In the end, the most influential politician of 2020 might be the one who has been the most silent.

With Bernie Sanders exiting the race and Joe Biden taking on the mantle of presumptive nominee, the man who hovered quietly over the race for more than a year, Barack Obama, will soon return to the political fray.

Obama wanted Sanders to have the day to himself, so he refrained from speaking (or tweeting) publicly on Wednesday. But Obama had always said his role in the primaries would be to unite the party when it’s over, and he’s been in close contact with both campaigns as the pandemic both froze the race without a clear victor and also made it more obvious that Biden would eventually prevail.

“Over the last few weeks, he’s had multiple conversations with candidates, including Sen. Sanders, about how to best position the Democratic Party to win in November,” said a source familiar with those calls. “While the content of those conversations remain private, there was always agreement that winning in the fall was paramount.”

“A very good day!” one Obama adviser wrote when I asked about Sanders dropping out.

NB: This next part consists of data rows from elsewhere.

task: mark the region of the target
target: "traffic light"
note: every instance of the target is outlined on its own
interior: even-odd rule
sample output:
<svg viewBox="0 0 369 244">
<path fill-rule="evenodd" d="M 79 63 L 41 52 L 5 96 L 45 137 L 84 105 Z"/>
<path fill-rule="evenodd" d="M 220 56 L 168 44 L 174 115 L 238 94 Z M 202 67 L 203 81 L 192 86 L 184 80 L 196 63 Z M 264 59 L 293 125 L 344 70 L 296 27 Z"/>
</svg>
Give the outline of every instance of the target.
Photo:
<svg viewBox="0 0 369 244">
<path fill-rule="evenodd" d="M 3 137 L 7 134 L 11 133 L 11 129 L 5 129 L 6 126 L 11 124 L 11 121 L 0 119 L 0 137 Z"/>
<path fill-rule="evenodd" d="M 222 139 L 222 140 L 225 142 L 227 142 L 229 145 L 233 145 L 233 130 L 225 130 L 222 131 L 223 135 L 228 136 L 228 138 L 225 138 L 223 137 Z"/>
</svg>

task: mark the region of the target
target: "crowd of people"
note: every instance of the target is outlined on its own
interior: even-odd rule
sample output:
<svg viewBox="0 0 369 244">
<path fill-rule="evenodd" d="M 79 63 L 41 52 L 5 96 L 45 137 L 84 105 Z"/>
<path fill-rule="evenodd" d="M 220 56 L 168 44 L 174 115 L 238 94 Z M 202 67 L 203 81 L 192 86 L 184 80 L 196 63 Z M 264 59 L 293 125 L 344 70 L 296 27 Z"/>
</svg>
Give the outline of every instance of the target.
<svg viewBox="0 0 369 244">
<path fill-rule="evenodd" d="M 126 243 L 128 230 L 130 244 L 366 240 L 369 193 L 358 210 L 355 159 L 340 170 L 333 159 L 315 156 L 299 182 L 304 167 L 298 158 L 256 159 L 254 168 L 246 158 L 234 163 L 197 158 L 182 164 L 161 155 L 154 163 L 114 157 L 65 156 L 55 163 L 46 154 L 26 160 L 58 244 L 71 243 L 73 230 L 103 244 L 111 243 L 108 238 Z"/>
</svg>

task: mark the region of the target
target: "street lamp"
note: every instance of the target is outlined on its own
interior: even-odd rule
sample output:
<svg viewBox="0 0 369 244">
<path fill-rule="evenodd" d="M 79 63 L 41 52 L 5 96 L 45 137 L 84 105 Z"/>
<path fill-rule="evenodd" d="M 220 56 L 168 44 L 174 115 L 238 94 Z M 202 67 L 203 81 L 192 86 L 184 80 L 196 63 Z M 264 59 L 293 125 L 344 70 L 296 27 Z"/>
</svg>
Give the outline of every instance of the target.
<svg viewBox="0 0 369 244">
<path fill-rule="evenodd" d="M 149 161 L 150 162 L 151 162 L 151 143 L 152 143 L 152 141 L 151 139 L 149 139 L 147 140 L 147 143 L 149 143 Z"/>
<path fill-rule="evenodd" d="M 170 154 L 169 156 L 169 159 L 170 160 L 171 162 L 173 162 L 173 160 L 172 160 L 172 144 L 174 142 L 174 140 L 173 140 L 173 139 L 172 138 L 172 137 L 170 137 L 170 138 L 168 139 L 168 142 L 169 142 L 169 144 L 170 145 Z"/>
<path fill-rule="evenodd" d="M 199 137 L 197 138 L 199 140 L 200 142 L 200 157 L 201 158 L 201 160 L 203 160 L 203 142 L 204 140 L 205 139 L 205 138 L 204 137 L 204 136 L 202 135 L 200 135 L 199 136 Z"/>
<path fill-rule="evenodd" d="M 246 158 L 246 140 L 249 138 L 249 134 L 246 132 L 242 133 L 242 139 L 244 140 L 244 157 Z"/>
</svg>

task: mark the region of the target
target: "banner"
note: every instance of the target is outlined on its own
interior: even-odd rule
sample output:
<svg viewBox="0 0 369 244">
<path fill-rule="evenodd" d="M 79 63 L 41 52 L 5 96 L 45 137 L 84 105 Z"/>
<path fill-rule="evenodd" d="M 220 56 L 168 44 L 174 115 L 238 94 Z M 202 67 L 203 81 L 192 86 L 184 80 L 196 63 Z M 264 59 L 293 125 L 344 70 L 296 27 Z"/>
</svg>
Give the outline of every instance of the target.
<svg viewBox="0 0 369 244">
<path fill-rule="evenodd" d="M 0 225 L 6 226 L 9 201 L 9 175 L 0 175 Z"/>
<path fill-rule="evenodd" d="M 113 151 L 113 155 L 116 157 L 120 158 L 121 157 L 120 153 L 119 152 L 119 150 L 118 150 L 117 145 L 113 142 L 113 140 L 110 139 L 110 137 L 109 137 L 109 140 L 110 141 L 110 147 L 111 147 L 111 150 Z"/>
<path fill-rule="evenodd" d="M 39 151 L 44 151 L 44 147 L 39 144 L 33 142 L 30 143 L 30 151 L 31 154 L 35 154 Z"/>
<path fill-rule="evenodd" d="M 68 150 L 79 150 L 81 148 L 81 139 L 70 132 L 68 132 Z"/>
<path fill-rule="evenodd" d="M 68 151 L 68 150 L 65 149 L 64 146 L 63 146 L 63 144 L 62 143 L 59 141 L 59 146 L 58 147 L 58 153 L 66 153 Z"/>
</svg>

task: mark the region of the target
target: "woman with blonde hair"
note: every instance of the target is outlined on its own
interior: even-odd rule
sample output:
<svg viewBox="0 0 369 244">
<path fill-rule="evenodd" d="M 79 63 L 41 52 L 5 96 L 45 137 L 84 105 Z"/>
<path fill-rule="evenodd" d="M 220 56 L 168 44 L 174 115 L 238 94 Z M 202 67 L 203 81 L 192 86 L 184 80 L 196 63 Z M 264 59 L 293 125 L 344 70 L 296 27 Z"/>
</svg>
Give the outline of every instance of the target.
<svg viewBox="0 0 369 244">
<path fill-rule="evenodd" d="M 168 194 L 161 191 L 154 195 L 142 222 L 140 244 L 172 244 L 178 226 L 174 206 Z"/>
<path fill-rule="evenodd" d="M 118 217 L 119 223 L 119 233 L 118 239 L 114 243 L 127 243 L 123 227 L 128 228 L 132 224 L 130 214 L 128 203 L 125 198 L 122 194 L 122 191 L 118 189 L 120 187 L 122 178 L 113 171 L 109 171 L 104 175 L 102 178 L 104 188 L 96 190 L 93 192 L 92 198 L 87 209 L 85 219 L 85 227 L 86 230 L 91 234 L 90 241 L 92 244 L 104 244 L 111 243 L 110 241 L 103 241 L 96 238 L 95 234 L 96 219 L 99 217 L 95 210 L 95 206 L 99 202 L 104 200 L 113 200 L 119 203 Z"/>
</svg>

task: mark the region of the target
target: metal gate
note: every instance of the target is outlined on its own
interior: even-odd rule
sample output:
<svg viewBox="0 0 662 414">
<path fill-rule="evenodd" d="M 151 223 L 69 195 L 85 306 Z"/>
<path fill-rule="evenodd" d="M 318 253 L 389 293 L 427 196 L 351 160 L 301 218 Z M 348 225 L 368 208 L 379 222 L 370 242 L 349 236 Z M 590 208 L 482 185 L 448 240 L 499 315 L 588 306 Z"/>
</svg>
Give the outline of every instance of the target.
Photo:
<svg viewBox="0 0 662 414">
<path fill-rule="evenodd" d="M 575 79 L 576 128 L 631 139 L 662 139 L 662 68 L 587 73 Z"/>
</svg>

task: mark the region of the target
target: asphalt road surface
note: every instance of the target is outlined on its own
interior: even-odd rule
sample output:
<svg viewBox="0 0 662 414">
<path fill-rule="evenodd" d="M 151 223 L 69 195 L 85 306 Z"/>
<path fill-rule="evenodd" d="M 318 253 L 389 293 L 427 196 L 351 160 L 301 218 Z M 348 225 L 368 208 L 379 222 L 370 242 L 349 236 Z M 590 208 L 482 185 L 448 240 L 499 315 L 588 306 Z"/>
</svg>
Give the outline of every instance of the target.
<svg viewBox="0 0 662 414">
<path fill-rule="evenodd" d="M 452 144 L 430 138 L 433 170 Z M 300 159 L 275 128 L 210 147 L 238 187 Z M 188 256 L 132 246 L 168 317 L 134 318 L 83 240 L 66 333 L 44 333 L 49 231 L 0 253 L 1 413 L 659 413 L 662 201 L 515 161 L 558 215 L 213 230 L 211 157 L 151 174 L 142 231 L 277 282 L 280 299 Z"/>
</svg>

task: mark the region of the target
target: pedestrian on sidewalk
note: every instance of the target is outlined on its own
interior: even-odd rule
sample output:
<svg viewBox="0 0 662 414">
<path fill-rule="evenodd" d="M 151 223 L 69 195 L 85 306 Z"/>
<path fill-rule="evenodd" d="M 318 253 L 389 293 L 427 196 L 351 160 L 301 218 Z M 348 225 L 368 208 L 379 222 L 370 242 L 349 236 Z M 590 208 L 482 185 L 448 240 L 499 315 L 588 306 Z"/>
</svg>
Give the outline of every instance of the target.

Obama mostly stuck to his pledge not to interfere in the race, but in 2019 there was one enormously important exception. In mid-November at a Democratic donor event he weighed in forcefully on the left vs. centrist argument that was then dominating the race. He warned Democratic candidates not to confuse actual voters with “left-leaning Twitter feeds.” He said that voters “don’t want to see crazy stuff,” that America is “less revolutionary than it is interested in improvement,” and that politicians pushing immigration policies that deny the existence of a border “may be in for a rude shock.”